Abstract

Background An estimated 303,000 maternal deaths occurred globally in 2015 from which sub-Saharan Africa alone accounted for 201,000 (66%) of the maternal deaths, and most of these are attributed to complications of pregnancy and childbirth due to the absence of institutional delivery by skilled attendants. Objective The aim of this study was to assess institutional delivery utilization and associated factors among mothers who gave birth in the last one year in Chelia District. Methodology. A community-based cross-sectional study design supplemented by a qualitative method was employed from March 15 to 30, 2018. A multistage sampling technique was used to select 475 study participants. Quantitative data were collected using structured questionnaires, and focus group discussions were employed to get qualitative data. The data were entered to EpiData version 3.1 and exported to the statistical package version 21 for analysis. Descriptive statistics and bivariate and multivariate logistic regression analysis were computed to measure the strength of association between dependent and independent variables at a p value of <0.05. Results Among the respondents, 216 (46.2%) utilized institutional delivery service. Monthly income (AOR = 4.465, 95%CI = 1.729, 11.527), antenatal care attendance (AOR = 0.077, 95%CI = 0.008, 0.73), knowledge of mothers about their expected date of delivery (AOR = 0.297, 95%CI = 0.179, 4.93), intended pregnancy (AOR = 0.326, 95%CI = 0.162, 0.654), discussion with health extension workers about the place of delivery at home visit (AOR = 0.11, 95%CI = 0.023, 0.523), knowledge of mothers about the existence of the waiting area in health facilities (AOR = 0.14, 95%CI = 0.023, 0.84), and number of children (AOR = 0.119, 95%CI = 0.029, 0.485) had a significant association with institutional delivery utilization.
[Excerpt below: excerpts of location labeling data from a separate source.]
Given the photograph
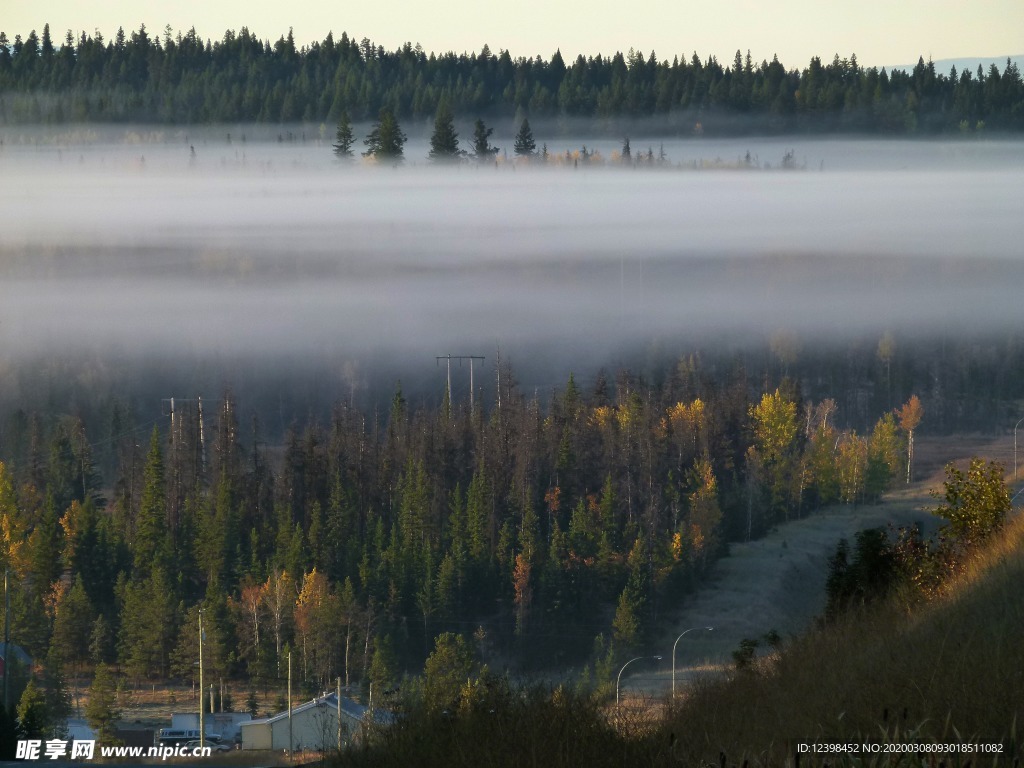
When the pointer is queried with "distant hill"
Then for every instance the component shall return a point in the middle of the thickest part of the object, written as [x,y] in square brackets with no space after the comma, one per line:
[943,65]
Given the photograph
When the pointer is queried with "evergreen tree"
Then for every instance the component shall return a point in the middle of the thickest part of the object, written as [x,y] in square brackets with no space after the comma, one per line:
[386,141]
[444,140]
[343,138]
[482,150]
[151,527]
[524,145]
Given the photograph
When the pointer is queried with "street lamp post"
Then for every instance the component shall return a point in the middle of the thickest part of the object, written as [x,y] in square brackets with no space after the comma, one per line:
[709,629]
[1015,448]
[619,679]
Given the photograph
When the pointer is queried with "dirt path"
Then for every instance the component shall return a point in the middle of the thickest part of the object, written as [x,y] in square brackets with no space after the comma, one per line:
[777,583]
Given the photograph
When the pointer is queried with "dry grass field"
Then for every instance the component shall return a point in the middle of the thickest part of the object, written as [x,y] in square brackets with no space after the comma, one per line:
[777,583]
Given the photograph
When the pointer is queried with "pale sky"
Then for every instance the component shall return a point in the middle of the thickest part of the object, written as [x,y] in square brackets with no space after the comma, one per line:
[880,32]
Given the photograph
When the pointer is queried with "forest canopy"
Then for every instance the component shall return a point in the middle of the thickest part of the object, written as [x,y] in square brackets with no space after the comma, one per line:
[183,79]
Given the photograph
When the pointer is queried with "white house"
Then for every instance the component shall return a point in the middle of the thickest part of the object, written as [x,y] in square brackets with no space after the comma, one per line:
[313,726]
[225,725]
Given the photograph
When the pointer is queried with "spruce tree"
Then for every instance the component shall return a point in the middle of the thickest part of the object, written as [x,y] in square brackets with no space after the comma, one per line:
[444,140]
[343,138]
[524,145]
[386,141]
[482,150]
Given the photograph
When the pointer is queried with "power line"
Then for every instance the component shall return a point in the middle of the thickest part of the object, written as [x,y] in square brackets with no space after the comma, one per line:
[460,357]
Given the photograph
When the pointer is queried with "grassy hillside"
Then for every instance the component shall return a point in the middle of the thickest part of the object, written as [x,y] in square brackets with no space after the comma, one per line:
[949,670]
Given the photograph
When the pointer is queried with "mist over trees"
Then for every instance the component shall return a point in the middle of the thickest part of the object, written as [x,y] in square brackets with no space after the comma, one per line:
[552,531]
[183,79]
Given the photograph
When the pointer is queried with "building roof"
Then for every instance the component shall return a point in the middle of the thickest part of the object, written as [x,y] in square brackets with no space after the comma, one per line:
[330,700]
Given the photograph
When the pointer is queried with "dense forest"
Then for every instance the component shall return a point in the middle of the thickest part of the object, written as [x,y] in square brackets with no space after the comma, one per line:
[552,532]
[182,79]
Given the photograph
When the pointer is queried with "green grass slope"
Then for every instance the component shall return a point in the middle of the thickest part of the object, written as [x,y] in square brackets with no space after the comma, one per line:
[949,670]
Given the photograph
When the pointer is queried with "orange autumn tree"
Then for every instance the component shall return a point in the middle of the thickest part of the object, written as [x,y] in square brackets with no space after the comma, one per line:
[909,416]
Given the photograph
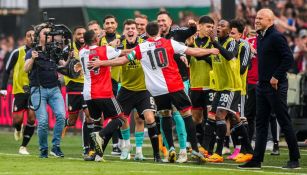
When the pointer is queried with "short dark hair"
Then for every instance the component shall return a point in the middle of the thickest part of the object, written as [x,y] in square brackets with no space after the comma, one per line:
[29,29]
[163,12]
[89,37]
[109,16]
[152,29]
[78,27]
[92,22]
[205,19]
[142,16]
[129,22]
[238,24]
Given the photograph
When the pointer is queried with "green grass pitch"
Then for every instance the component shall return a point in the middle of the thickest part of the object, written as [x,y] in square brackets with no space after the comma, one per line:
[13,164]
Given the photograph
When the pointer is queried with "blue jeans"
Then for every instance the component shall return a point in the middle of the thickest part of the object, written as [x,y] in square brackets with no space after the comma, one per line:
[54,98]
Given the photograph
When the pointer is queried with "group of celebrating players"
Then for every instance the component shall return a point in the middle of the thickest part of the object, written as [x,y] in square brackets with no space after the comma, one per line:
[156,74]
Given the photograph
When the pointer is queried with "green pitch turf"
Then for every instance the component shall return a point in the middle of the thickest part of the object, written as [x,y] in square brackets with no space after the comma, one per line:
[13,164]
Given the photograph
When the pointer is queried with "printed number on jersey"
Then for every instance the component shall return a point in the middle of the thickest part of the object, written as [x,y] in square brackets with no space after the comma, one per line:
[158,58]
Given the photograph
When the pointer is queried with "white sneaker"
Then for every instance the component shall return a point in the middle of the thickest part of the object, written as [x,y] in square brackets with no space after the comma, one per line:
[18,134]
[98,141]
[139,157]
[226,150]
[269,146]
[99,159]
[182,157]
[23,150]
[125,154]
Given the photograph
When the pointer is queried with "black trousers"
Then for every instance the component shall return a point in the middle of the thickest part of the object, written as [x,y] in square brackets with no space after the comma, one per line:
[268,99]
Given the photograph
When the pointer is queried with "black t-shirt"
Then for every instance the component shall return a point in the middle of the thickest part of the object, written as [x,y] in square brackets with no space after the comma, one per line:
[43,72]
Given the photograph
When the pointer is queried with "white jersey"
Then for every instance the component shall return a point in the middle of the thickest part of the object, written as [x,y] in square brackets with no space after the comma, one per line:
[97,82]
[161,71]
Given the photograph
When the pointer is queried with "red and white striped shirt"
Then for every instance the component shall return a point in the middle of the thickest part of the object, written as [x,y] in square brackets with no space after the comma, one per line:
[161,70]
[97,82]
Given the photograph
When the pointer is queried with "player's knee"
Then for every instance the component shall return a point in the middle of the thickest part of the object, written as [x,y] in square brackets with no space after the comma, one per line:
[197,116]
[185,113]
[165,113]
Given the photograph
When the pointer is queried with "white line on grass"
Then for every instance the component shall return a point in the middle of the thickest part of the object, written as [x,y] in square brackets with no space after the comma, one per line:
[177,165]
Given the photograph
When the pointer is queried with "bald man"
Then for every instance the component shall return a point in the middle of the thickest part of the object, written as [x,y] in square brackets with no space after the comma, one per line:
[274,60]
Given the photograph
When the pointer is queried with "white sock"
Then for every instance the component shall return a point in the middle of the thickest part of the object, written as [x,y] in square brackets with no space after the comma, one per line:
[127,142]
[183,151]
[138,150]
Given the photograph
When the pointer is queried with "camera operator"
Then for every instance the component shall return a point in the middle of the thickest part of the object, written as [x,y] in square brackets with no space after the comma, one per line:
[45,90]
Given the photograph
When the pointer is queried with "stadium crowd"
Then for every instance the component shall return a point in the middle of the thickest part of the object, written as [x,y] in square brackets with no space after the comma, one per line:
[200,74]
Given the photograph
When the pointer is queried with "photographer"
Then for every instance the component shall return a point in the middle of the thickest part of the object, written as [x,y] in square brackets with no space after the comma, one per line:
[42,69]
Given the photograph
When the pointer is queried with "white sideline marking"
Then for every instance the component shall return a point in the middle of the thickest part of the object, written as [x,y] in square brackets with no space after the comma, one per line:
[168,165]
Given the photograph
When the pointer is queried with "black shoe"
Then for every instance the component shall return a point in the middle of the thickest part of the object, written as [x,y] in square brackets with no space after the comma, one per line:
[292,165]
[157,159]
[116,151]
[275,151]
[250,165]
[44,153]
[56,151]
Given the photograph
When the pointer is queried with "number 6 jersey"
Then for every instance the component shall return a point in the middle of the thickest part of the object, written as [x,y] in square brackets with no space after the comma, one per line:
[161,70]
[97,82]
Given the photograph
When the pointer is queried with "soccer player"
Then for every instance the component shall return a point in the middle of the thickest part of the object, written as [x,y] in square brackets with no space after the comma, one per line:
[94,25]
[98,93]
[180,35]
[21,91]
[141,23]
[163,80]
[74,98]
[133,95]
[226,80]
[244,55]
[200,67]
[112,38]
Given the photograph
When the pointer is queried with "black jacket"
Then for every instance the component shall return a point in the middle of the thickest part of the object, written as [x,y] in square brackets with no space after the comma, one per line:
[274,56]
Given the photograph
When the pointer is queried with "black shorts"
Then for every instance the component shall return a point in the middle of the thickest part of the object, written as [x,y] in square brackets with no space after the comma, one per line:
[108,107]
[250,105]
[179,99]
[201,99]
[114,87]
[75,102]
[21,102]
[227,100]
[140,100]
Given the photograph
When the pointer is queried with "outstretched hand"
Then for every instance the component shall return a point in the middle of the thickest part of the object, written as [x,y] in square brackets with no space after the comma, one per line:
[94,63]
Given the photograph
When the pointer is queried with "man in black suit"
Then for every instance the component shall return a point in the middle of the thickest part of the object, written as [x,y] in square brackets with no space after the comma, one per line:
[275,59]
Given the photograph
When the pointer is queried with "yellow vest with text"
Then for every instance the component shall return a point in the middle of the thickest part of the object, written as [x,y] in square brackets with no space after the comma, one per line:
[132,75]
[80,79]
[225,75]
[199,71]
[20,77]
[115,71]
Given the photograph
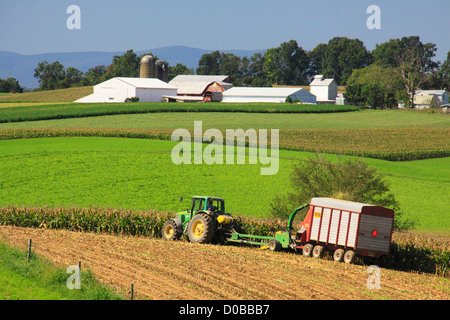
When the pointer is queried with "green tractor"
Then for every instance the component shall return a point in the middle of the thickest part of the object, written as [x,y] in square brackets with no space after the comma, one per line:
[205,222]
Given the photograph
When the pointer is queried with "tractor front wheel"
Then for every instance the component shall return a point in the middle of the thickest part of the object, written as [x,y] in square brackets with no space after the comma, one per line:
[307,250]
[201,228]
[170,231]
[274,245]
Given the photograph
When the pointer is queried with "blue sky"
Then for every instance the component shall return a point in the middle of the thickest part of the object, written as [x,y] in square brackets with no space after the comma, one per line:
[39,26]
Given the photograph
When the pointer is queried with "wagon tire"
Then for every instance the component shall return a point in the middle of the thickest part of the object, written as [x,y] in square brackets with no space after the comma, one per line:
[338,255]
[318,252]
[349,257]
[307,250]
[274,245]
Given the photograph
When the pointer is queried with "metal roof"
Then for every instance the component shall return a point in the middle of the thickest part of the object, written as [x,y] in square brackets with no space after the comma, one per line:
[339,204]
[195,84]
[200,78]
[320,81]
[145,83]
[265,92]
Conclusion Utilization of institutional delivery was low and far away from the expected country target in the district. The health sector should strive to increase proportion of institutional delivery by reaching pregnant mothers with timely antenatal care service provision and enhancing family planning provision.

Highlights

  • The majority of maternal health complications and deaths occurred in low- and middle-income countries (LMIC) where three quarters of the deaths are due to direct obstetric complication [1, 2]

  • Least developed countries account for a maternal mortality rate of 415 per 100,000 live births, with sub-Saharan Africa being the only region with very high MMR 542 per 100,000 live births and Ethiopia accounting for 14,000 maternal deaths [4, 5]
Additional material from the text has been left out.